CHAPTER1

外国為替取引の基礎知識

外国為替市場とは?

外国為替市場には、インターバンク市場と対顧客市場があります。そして、外国為替取引には、さまざまな参加者がいます。
銀行や機関投資家、ヘッジファンドなどの投機筋、そして商社や自動車メーカー、石油会社などの輸出入業者、個人投資家
などがそれにあたります。
このうち、銀行などの金融機関はインターバンク市場というところで取引しています。この市場には、輸出入業者や個人は
参加できません。あくまでも金融機関のみです。そして。ここで形成される為替レートが、言いかえれば、為替の卸値に
なります。
一方、輸出入業者や個人は銀行との間で外国為替取引を行います。これが対顧客市場です。ここでは、インターバンク
市場で形成された為替レートに、一定の手数料を加味したものが適応されます。
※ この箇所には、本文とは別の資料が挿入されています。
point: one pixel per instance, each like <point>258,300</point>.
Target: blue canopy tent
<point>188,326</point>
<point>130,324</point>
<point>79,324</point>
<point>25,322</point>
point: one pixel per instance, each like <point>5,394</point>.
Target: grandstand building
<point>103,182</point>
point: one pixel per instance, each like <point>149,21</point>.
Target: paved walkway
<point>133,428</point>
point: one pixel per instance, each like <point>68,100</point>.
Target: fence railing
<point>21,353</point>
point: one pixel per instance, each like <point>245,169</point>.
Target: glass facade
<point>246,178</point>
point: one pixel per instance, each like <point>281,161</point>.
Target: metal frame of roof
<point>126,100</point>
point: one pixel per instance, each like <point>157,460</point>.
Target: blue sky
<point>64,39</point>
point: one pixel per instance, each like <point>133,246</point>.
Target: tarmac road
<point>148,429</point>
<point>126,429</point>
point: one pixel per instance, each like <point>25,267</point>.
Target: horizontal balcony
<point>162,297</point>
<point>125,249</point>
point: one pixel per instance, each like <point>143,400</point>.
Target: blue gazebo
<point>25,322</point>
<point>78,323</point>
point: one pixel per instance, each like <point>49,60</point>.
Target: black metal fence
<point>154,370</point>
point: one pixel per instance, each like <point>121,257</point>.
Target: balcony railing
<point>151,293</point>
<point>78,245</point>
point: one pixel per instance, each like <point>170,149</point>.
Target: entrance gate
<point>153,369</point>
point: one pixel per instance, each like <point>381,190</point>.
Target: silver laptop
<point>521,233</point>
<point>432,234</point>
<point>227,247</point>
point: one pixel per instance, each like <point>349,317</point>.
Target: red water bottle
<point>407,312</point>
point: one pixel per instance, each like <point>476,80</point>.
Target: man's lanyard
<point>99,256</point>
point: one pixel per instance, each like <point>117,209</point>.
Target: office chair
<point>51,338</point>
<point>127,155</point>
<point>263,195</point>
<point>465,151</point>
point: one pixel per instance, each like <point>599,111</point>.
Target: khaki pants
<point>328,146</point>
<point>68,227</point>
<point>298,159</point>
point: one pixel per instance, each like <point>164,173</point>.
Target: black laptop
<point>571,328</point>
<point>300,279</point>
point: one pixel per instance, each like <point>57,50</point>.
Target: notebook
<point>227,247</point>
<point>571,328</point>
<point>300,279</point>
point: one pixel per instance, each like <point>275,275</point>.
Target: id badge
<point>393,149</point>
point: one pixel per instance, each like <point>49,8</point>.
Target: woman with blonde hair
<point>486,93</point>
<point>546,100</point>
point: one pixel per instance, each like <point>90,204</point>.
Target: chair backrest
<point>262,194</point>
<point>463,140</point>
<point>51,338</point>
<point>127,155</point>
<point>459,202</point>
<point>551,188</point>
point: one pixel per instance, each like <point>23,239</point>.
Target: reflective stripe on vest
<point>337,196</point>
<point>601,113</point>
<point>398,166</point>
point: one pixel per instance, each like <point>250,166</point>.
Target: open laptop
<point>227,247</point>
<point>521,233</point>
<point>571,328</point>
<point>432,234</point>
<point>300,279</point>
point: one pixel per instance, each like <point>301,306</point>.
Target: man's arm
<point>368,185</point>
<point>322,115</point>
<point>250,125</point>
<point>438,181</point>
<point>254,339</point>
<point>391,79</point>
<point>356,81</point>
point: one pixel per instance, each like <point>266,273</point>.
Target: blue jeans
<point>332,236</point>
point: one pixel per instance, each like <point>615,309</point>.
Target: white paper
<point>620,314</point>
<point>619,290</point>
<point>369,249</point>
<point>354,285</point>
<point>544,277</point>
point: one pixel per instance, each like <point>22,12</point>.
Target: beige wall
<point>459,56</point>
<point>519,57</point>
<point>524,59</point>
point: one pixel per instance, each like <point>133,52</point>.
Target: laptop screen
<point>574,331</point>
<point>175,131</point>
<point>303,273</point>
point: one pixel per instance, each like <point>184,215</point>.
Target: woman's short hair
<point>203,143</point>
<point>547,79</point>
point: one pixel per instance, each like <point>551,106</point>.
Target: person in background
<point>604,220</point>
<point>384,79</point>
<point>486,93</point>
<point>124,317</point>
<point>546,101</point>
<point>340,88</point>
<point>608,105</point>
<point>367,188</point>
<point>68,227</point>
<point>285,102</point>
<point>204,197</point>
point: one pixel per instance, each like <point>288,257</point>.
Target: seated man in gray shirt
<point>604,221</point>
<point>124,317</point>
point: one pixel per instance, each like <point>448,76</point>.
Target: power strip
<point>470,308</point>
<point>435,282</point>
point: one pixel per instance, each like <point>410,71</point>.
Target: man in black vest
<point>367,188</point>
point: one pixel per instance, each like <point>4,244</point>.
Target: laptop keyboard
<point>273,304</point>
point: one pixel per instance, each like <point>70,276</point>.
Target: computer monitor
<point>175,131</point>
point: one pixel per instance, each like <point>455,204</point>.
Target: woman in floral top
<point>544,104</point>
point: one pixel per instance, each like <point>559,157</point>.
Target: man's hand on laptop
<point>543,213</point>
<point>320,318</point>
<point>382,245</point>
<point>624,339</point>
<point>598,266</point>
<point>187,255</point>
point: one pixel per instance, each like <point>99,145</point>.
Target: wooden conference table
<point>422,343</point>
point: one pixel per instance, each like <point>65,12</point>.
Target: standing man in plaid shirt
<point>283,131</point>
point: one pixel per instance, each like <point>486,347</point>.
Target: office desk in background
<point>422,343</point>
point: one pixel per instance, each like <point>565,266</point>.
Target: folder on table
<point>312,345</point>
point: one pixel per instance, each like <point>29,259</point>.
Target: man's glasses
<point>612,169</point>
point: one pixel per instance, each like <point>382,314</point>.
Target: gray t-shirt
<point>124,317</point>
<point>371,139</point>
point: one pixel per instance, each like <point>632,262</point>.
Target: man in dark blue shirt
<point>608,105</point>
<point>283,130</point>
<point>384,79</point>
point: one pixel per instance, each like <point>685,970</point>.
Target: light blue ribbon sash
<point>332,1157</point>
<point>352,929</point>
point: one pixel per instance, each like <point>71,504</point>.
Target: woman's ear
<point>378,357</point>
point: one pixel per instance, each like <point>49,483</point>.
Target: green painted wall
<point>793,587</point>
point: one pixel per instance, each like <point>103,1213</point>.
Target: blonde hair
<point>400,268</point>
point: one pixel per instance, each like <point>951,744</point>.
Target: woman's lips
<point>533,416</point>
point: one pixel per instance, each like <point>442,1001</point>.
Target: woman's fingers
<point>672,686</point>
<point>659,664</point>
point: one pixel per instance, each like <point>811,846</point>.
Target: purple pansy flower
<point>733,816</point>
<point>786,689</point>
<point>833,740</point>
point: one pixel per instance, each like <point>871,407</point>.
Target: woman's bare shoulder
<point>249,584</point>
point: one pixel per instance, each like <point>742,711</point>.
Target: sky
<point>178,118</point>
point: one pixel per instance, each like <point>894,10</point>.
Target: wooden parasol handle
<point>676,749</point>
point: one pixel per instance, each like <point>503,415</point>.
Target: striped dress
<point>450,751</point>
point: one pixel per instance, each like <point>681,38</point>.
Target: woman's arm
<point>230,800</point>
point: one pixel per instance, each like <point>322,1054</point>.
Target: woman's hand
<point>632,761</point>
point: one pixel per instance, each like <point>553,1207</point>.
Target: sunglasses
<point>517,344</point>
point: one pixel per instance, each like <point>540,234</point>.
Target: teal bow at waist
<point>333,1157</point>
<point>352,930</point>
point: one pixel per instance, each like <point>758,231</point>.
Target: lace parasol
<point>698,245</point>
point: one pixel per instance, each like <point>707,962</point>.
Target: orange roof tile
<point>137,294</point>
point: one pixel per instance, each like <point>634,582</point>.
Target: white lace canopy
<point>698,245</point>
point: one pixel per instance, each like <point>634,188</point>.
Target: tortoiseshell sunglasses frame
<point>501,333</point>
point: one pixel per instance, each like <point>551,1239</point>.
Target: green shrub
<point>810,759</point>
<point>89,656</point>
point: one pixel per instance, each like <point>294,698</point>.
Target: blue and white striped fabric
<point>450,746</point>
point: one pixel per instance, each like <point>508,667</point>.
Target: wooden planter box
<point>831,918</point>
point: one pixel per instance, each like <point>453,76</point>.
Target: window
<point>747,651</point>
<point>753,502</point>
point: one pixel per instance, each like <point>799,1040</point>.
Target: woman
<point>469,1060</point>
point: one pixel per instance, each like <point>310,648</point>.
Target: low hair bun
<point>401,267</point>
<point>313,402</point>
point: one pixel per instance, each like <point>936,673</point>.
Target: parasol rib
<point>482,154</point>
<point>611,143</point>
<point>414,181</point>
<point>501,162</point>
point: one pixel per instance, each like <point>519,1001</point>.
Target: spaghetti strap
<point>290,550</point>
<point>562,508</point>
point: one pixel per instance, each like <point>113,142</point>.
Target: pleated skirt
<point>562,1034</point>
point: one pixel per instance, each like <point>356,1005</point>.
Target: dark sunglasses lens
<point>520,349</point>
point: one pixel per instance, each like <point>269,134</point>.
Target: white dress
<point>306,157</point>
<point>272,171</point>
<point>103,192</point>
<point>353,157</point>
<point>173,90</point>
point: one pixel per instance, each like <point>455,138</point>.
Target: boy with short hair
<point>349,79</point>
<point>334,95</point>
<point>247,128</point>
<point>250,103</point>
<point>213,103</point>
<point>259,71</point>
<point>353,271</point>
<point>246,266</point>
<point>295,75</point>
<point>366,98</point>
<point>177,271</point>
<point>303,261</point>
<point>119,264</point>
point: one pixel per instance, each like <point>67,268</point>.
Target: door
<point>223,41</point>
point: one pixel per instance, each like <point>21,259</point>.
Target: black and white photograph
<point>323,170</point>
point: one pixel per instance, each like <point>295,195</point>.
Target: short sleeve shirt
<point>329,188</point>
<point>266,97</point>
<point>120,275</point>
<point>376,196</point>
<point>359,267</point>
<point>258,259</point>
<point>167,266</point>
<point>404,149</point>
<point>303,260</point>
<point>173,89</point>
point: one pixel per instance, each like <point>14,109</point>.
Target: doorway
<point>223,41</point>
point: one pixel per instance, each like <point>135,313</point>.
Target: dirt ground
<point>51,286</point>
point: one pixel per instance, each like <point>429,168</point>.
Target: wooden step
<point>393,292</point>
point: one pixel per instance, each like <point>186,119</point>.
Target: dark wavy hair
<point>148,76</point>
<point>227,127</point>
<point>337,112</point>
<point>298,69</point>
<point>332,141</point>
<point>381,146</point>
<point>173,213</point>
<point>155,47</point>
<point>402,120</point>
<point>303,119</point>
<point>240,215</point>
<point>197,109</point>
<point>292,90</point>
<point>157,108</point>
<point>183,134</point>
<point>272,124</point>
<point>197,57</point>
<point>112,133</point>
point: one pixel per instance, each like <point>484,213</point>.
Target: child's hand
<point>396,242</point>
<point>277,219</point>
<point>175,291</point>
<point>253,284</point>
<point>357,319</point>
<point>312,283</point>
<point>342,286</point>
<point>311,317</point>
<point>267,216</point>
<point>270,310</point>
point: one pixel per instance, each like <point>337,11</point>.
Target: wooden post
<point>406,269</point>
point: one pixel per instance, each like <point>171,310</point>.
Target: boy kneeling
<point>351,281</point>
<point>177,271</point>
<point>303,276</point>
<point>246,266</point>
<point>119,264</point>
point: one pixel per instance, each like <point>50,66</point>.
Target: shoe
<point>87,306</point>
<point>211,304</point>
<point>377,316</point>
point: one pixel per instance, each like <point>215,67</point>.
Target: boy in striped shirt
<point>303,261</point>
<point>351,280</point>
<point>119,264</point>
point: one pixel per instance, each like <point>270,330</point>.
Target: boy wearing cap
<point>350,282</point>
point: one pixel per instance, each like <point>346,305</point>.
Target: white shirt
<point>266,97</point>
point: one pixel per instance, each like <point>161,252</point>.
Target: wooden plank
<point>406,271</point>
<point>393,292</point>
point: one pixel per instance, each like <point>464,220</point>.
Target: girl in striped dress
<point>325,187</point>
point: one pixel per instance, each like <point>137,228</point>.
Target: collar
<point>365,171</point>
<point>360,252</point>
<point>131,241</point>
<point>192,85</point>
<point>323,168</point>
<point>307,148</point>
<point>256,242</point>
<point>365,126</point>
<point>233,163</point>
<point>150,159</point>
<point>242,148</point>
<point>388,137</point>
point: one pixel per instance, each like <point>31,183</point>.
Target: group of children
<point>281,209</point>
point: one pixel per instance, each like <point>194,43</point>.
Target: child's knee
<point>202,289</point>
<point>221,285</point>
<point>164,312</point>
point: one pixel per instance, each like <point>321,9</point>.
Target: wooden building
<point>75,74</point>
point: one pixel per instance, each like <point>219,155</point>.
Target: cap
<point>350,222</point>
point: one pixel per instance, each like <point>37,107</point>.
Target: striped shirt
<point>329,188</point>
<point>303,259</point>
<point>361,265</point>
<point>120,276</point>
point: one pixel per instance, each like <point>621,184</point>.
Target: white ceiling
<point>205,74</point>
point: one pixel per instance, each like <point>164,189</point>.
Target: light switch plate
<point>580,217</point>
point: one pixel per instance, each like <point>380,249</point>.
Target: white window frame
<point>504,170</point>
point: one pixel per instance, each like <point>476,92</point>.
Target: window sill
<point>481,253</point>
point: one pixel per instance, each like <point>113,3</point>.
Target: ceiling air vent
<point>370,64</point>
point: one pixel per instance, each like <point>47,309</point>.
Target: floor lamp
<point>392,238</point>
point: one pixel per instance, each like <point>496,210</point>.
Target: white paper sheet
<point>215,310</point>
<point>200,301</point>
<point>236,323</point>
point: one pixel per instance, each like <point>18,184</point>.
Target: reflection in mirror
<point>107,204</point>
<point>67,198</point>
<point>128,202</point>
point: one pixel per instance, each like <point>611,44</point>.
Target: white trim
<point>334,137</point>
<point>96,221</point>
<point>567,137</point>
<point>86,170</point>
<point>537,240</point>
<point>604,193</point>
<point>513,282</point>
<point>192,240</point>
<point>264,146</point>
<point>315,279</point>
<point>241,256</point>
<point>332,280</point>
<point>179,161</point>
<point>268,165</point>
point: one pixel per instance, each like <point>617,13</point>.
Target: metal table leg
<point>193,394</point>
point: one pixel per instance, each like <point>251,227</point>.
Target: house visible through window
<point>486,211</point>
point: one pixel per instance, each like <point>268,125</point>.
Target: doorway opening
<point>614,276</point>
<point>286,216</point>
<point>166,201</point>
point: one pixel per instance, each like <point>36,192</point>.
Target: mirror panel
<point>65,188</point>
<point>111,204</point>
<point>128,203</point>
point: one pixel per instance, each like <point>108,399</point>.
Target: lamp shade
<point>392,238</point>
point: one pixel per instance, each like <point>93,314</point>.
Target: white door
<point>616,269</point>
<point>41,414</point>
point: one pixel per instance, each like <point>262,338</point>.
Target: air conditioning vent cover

これを対顧客為替相場といい、銀行
店頭にTTS、TTBとして表示されます。
通常、外貨預金や外国債券などの外貨建て金融商品は、対顧客為替相場で取引されます。この為替レートは原則と
して1日のうち1回だけ決められ、終日適応されます。
個人でもインターバンク市場並みの条件で取引できる外貨建て金融商品があります。それがFX取引です。
FX取引は、インターバンク市場での取引と同じように、常に変動している為替レートの動きを捉えて、さまざまな 通貨を
売買する取引です。しかも、外貨預金などに比べて、はるかに手数料が安いという強力なメリットがあるのです。